In science, this is referred to as “Slacktivism” and describes “the practice of supporting apolitical social cause by means such as social media or online petitions, characterized as involving very little effort or commitment” (Lexico). In line with this, the Pew Research Center found that 71% of US adults agree that “Social media makes people believe they’re making a difference when they really aren’t” (Anderson et al., 2018). In practice, people post content along the lines of the original issue while incorporating the same hashtags or channels. As a result, the very core topic and its central message get “blurred” by this amplification, shifting away the attention from the original issue.
Putting all of this together, social media plays an important part in the process of social movements as it helps to mobilize people and spread information on a very large scale. However, it remains important to be aware of the dangers which come with the flood of information and the ease of accessibility, such as misinformation, radical messages and echo-chambers.
In my mind, the question to think about is to what extent social media can be part of these movements.

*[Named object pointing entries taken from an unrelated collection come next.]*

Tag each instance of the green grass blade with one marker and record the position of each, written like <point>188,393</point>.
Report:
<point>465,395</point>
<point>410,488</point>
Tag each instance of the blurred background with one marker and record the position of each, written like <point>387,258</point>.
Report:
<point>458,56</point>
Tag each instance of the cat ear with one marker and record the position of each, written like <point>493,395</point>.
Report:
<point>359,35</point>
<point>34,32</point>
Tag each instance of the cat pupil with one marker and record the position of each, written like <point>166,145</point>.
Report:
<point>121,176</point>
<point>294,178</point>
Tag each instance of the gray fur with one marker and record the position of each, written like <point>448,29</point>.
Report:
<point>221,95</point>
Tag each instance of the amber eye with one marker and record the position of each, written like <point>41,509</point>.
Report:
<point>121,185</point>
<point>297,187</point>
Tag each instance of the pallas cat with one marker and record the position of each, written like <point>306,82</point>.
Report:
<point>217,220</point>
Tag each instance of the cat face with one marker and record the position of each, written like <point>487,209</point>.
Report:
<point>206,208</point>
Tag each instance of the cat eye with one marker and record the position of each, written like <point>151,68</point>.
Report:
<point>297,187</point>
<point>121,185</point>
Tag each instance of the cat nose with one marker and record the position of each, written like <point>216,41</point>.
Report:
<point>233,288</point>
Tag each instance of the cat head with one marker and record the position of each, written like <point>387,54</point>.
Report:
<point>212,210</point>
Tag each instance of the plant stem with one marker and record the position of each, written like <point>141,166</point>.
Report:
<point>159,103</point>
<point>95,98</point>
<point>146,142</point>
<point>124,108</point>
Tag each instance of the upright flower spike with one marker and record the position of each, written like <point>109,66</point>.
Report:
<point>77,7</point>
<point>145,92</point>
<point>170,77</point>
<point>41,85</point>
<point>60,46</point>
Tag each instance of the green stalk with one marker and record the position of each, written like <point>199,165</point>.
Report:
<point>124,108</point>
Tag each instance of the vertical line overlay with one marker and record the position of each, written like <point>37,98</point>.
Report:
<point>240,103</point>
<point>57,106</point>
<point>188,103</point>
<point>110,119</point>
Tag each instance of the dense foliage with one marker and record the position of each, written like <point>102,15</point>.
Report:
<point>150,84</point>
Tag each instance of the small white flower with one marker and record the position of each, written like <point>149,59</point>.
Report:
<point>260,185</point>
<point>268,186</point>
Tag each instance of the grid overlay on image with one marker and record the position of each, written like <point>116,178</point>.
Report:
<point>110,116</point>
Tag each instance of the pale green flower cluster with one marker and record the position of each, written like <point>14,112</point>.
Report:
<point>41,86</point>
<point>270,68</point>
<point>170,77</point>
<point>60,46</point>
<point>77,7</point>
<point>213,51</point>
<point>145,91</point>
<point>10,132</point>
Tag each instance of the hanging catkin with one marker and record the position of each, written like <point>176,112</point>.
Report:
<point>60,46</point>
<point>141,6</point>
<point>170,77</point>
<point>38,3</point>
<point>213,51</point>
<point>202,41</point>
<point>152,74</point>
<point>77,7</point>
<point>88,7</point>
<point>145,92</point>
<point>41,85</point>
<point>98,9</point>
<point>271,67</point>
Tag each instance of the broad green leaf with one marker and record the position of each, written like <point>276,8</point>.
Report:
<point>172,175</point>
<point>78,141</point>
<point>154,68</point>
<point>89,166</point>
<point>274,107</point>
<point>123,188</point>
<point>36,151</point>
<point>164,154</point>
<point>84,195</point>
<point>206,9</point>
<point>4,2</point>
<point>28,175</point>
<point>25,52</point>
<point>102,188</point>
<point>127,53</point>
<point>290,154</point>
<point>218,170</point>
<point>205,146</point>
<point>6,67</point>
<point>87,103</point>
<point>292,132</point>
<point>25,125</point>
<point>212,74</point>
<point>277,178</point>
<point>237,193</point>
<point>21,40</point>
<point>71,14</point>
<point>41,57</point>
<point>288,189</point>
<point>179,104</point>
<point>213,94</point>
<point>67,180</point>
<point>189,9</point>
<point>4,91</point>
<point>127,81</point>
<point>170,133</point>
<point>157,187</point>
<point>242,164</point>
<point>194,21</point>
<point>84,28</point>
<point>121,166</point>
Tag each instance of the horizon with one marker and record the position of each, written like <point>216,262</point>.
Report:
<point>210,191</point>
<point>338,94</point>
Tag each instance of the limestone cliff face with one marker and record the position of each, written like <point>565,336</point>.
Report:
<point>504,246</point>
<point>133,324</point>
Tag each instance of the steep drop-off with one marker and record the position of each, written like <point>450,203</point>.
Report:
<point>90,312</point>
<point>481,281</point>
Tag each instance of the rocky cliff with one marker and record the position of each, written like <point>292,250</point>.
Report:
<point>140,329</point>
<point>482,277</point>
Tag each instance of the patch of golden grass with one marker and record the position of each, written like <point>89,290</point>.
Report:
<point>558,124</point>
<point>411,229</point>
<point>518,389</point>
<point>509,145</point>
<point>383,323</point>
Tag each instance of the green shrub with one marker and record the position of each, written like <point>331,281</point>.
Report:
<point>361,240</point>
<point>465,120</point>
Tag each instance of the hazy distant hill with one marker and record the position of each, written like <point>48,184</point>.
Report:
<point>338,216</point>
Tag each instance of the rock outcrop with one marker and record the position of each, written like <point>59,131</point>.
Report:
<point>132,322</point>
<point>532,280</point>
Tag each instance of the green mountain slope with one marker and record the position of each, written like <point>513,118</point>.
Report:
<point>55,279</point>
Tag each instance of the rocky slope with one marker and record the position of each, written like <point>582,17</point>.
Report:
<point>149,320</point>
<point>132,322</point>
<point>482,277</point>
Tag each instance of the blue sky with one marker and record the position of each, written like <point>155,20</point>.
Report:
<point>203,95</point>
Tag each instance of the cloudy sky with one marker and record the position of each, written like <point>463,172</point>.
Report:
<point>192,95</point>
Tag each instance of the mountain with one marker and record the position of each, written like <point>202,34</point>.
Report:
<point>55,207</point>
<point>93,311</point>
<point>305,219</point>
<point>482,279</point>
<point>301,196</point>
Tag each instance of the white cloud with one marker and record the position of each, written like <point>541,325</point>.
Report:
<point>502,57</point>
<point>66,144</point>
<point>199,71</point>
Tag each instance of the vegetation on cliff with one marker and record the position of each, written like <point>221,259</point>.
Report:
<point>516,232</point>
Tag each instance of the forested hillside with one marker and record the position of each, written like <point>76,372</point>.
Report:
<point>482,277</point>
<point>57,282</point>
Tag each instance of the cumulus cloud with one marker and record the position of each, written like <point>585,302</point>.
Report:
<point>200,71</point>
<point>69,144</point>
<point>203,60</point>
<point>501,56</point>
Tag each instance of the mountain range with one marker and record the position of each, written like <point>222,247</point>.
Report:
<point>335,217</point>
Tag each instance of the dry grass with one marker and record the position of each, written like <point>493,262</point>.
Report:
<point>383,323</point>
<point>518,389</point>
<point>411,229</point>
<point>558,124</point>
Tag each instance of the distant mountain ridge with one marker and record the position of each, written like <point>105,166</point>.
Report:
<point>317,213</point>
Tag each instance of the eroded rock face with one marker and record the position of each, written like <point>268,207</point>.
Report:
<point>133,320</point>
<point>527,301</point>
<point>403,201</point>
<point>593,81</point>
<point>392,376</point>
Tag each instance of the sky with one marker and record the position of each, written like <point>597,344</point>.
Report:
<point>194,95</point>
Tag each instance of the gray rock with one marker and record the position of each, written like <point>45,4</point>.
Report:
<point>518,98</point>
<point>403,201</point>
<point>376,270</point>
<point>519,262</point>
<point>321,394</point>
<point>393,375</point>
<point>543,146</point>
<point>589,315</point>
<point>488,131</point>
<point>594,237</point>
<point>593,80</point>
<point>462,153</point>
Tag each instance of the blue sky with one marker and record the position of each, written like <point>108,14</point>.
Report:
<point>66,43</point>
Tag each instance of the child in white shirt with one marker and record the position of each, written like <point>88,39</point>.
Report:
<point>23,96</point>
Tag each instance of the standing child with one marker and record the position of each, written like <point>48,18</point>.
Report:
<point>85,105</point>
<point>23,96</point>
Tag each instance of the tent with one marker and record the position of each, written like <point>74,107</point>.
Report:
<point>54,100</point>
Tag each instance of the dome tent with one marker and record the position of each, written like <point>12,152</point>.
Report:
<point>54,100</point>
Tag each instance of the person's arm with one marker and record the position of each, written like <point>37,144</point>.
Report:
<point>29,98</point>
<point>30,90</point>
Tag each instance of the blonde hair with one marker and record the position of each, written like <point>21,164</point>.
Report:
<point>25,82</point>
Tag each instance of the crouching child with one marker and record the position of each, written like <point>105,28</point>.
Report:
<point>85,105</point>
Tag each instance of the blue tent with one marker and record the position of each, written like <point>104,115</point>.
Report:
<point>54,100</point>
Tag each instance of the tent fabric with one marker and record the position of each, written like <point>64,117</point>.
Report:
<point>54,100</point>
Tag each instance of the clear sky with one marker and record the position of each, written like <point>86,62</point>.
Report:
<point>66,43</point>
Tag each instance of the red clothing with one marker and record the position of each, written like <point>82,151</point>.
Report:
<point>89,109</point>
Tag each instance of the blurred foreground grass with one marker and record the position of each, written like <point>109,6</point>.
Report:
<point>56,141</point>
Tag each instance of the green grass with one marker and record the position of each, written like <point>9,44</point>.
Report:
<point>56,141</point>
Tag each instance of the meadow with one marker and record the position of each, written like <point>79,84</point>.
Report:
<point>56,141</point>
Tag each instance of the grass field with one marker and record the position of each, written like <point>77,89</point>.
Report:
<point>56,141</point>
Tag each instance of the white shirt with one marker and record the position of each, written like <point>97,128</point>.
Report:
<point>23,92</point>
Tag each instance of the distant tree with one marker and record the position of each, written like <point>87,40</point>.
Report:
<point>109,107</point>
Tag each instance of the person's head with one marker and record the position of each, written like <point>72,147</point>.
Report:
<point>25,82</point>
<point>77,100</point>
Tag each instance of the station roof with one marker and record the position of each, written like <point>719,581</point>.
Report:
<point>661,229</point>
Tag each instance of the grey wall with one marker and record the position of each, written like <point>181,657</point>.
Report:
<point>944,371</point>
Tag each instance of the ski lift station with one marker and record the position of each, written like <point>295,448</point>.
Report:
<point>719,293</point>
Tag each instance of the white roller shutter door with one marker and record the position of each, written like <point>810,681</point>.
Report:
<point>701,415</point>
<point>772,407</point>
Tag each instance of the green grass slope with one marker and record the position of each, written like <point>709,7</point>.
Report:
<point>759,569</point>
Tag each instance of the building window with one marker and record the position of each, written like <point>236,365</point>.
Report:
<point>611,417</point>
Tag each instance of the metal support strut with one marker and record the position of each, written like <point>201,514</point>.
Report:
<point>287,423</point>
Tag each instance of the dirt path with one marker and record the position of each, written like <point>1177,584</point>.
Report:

Is it only “one part”, or can it become the battleground itself? Needless to say, possible public attention is what makes social media such a powerful and essential tool. It gives minorities and those oppressed a way to voice their cause to a larger audience. In my mind, social media can therefore provide a starting point for public discussions as people share their stories for the first time.
As a breeding ground for issues to gain more awareness, the movements will likely go beyond the online world, resulting in a variety of in-person protests. I believe the in-flesh part of movements is crucial since it gives the movement its necessary expression of power and puts more pressure on governments. But as in-person movements progress, social media can still be a crucial asset in continuing to share visuals and messages with the rest of the world.
Social media has the potential to complement movements in a very powerful way, despite its many risks. There can probably be great power in combining the two of them, or as Malchik from “The Atlantic” states, if “the ease and speed of online connectivity with the long-term face-to-face organizing that gives physical protest its strength and staying power” come together. This is what we are witnessing in the BLM movement: A posted video went viral, in-person protests erupted worldwide and eventually, old cases of institutionalized racism were sent for retrial. Hopefully, many more victims’ families will soon gain their justice.